Pequenos privilégios

Publicado por Sebastião Verly 13 de agosto de 2010

Belo Horizonte implantou, neste ano de 2010, a coleta noturna em 30 bairros da gente mais rica da Capital. É um duplo privilégio. Essa medida permitiu manter a coleta seletiva de materiais recicláveis sem tirar nenhum dia da coleta de lixo. Agora quase atendemos aquela senhora do Belvedere que há anos pedia a coleta também aos domingos porque davam festas aos sábados e tinham que guardar o lixo até segunda feira. Agora, pelo menos os restos do churrasco de sábado podem ser colocados no lixo da noite.

Antes de iniciar a coleta noturna, foram contratados 20 estagiários para avisar aos moradores dessa mudança. Grita geral. Uma senhora no Bairro Mangabeiras, ao ser abordada por estar colocando lixo durante o dia, esbravejou dizendo que é um absurdo a Prefeitura impor aos donos dos imóveis um horário para colocar o lixo.  Eu orientei os estagiários para dizer que não era a Prefeitura e, sim, os demais moradores. Ninguém quer ficar com aquelas horrendas sacolas de supermercados ou sacos azuis e pretos o dia inteiro cheio de lixos fedorentos nas ruas próximas de sua casa.

        Logo, a classe alta e até as partes mais altas da classe média pararam de reclamar da coleta noturna. Estão felicíssimos. Noto que as ruas ganharam outra aparência. Ficou mais fácil dirigir os olhares para o belo que caracteriza os nossos bairros mais ricos.

        Essa gente precisa ganhar consciência. Na última sexta feira, formos fazer uma vistoria no final da rua Canárias, área bem mais simples, onde um morador pedia um conjunto de contêineres para recolher os materiais recicláveis. O pessoal ainda acha que coleta seletiva é a salvação da lavoura.

        Ainda estamos analisando se é possível colocar o equipamento porque a depredação é muito grande. São os catadores de materiais, que, agora privados de recolher os materiais dos bairros classe A, vão se esgueirando por todos os lados até em bairros mais humildes, catando seu parco sustento, onde encontrar alguns quilinhos de materiais recicláveis.

        Sou a favor de estender a coleta seletiva porta a porta a todos os bairros. Todos os cidadãos belo horizontinos merecem um tratamento igual. Quanto à quantidade de materiais, isso é bastante relativo. Até porque o grande peso e volume separado nos bairros de classe alta e média, são garrafas de vinho e whisky que estão valendo 2 centavos o quilo triturado.

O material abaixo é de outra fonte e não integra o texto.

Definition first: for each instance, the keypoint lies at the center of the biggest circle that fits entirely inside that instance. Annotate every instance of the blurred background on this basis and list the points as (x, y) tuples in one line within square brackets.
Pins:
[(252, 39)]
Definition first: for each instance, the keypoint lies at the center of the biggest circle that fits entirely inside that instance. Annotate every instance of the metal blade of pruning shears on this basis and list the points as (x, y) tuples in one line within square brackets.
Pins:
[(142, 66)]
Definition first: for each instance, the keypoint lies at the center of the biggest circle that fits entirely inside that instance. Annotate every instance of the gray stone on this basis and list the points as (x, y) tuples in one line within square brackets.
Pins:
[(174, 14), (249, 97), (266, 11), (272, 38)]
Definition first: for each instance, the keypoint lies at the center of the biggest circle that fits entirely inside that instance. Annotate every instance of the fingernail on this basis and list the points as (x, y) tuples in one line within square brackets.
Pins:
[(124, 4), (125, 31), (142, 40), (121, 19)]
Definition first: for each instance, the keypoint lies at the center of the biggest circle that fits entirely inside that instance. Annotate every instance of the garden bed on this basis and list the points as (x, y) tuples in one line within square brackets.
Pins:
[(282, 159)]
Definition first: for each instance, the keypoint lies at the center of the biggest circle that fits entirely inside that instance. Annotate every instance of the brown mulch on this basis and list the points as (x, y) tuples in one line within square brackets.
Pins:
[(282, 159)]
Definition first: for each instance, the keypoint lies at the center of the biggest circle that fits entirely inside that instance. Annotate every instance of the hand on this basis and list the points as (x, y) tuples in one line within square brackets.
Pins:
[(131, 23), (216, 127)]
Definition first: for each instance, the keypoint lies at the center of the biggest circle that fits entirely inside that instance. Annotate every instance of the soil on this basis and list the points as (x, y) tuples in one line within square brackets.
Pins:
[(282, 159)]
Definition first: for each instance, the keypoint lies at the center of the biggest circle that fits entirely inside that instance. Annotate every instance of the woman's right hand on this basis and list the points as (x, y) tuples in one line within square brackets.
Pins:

        Para justificar esse privilégio, essa população beneficiada, poderia, ao menos embalar corretamente o lixo, construir e reformar seus passeios, varrer a frente de suas casas como manda o Regulamento de Limpeza Urbana e até cumprir o código de posturas que manda que o próprio cidadão plante árvores na frente de seus imóvel. E poderia ainda fazer o escoamento das águas internas por baixo do passeio. Essa gente paga um pouquinho mais de impostos prediais e territoriais urbanos pela alta valorização dos seus imóveis. Quanto ao valor pago para recolher os resíduos sólidos é praticamente o mesmo que paga um cidadão de bairros da periferia. No final tudo acabou bem. As empreiteiras estão felizes da vida e os moradores alegres e contentes.

Não creio que alguém se interessará, como eu me interessei em escrever o livro “Limpeza Urbana numa Belo Horizonte Centenária “, no ano de 1997. Mas, se alguém tiver paciência poderá consultar no CEMP, Centro de Memória e Pesquisa da SLU, o relatório da implantação da coleta seletiva com as três etapas, da implantação aos dois monitoramentos, onde verá centenas de relatos e fotos de umas poucas casas dos recalcitrantes e a imensa maioria, cujas fotos panorâmicas mostram como a cidade ficou mais limpa e mais linda, durante todo o dia.

        Parabéns SLU, parabéns equipes da mobilização, do planejamento e da operação. A cidade venceu.